O rateio de água em condomínios com hidrômetro geral gera conflitos por distorcer o consumo real. A cobrança da tarifa mínima multiplicada é ilegal segundo o STJ, que exige rateio com base no consumo efetivo e regras claras.
O rateio de água no condomínio é um dos temas que mais geram conflitos entre moradores. A ausência de critérios claros pode resultar em cobranças injustas, práticas ilegais e até ações judiciais. A legislação e a jurisprudência ajudam a definir o que é permitido.
Por que o hidrômetro geral gera tantos conflitos?

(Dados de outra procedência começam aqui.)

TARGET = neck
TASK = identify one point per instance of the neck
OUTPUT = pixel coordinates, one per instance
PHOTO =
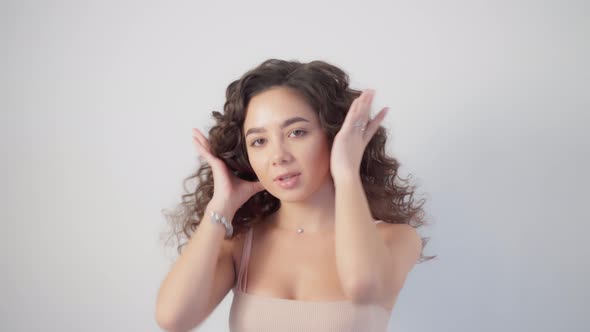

Em condomínios com apenas um hidrômetro geral, o consumo total inclui áreas comuns e unidades privativas, dificultando a identificação do gasto real de cada morador e comprometendo a justiça no rateio.
Nesses casos, a divisão por fração ideal ou partes iguais costuma penalizar quem consome menos água, enquanto beneficia unidades de alto consumo, criando sensação de desigualdade e questionamentos frequentes em assembleias.
Confira o vídeo compartilhado pelo canal do YouTube Bruno Constante Goedert falando sobre o rateio de água em condomínios que possuem hidrômetro geral.
Quando a cobrança da tarifa mínima se torna ilegal?
A prática de multiplicar a tarifa mínima pelo número de apartamentos é considerada irregular quando há apenas um hidrômetro medindo o consumo total. O entendimento judicial consolidou critérios objetivos para esse tipo de cobrança, como mostram os pontos a seguir.
- Tarifa mínima multiplicada: é ilegal quando ignora o consumo real medido no hidrômetro geral.
- Entendimento do STJ: no REsp 988.588, foi fixado que a cobrança deve se basear no consumo efetivo.
- Enriquecimento sem causa: ocorre quando unidades de baixo consumo pagam valores desproporcionais.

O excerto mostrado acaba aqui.